Одним из результатов этого поворота было то, что Гвиччардини попал в полную немилость. Не только не было уже вопроса, что Козимо женится на его дочери, но положение создалось такое, что самое пребывание во Флоренции стадо для Гвиччардини нестерпимо. Он уехал в деревню, в свою виллу в Арчетри, и там почти безвыездно провел последние три года своей жизни. В мае 1540 года он умер, причем подозревали отравление.
XII
Нетрудно представить себе, в каком состоянии провел Франческо эти последние годы. Политические идеалы его рушились. Мечты разлетелись. Больше уже не за что было ухватиться. Ни во Флоренции, ни в Риме и нигде вообще в Италии места в общественной работе для него не было. Он был выбит из жизни, и на этот раз окончательно. Теперь было гораздо хуже, чем в 1529 году. Правда, теперь он был обеспеченным человеком, но обеспеченность была единственным из благ, которое ему удалось спасти. И оно казалось таким ничтожным по сравнению с тем. что было утрачено.
Франческо весь ушел в работу. Он думал о прошлом, о прожитой жизни, о первых успехах, о двора Фердинанда Католика, о пышном генерал-губернаторстве в Романьи, о Коньякской Лиге, которую он создавал, о походах и о друзьях, с которыми вместе дрался за свободу и независимость Италии: о Джованни Медичи, погибшем в бою, о Никколо Макиавелли, который умел зажигать его своим внутренним пламенем и своей энергией. Их было так немного, друзей И никого не осталось. Не у кого было зачерпнуть немного бодрости и хоть каплю веры в будущее. Все было темно, кругом и впереди.
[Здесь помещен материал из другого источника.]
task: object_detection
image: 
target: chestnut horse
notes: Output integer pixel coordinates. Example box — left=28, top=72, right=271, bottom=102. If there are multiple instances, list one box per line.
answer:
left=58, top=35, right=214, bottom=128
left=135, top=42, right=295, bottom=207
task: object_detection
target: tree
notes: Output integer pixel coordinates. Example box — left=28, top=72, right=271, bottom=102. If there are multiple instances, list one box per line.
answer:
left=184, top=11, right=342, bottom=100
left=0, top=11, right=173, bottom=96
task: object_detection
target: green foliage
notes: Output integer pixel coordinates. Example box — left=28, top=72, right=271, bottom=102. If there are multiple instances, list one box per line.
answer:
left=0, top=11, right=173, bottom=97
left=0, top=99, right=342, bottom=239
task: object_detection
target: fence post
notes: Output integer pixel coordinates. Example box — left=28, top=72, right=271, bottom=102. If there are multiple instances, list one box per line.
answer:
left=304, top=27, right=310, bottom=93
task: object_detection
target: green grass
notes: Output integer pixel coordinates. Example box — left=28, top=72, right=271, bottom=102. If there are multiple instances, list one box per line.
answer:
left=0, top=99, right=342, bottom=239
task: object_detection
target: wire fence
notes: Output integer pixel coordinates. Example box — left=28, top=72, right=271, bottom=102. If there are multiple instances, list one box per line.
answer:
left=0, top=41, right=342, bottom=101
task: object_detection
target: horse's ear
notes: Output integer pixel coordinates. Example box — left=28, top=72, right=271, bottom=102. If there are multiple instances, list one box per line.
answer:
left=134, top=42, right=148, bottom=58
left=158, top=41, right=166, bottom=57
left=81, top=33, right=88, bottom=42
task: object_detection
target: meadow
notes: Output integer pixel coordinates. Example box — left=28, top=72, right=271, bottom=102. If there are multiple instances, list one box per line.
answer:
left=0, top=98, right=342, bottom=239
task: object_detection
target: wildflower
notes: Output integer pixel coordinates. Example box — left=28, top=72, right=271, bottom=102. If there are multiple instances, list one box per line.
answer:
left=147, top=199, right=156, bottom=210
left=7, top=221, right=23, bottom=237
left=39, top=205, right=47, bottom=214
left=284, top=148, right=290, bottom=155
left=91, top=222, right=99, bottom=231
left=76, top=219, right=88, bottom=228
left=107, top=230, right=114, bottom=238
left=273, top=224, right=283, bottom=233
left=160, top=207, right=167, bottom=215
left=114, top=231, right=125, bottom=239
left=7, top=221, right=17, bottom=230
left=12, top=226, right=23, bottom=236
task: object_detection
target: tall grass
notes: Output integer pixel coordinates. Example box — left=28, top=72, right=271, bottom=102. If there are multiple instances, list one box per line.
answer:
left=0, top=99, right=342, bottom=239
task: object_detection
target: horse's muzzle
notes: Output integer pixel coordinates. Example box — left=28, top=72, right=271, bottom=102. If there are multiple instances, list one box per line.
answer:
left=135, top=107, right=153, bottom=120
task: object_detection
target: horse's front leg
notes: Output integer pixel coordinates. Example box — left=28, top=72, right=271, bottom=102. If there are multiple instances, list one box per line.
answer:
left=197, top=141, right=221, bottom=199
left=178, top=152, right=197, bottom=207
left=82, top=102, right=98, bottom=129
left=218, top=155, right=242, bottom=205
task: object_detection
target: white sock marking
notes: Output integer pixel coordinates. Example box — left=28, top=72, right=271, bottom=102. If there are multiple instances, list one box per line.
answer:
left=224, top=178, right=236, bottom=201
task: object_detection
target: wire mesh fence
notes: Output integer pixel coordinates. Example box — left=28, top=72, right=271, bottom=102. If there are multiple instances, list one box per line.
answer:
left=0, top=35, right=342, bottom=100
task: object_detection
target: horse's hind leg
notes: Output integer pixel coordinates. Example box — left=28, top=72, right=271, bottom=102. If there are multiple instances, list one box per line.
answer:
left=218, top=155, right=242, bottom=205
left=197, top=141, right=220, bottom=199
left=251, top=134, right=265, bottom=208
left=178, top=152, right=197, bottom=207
И Франческо работал. Он писал «Историю Италии», Когда Монтэнь познакомился с этой огромной книгой, он записал свое впечатление[75]
: «Говоря о стольких людях и о стольких действиях, о стольких движениях и решениях (conseils), он (Гвиччардини) ни одного не относит на долю добродетели, веры и совести, как будто эти вещи исчезли со света. И как бы ни казались сами по себе прекрасны некоторые действия, причины их он ищет в какой-нибудь порочной случайности или в каком-нибудь утилитарном соображении. Невозможно представить себе, чтобы среди бесконечного количества поступков, которые он судит, не нашлось ни одного, в основе которого лежало бы хорошее побуждение (la raison). Никакое нравственное разложение не может охватить людей так безраздельно, чтобы хоть кто-нибудь не спасся от заразы. Все это заставляет меня думать, что в нем был какой-то изъян в его собственном вкусе (qu'il у ауе un peu du vice de son goust) и что, быть может, он судил о других по самому себе».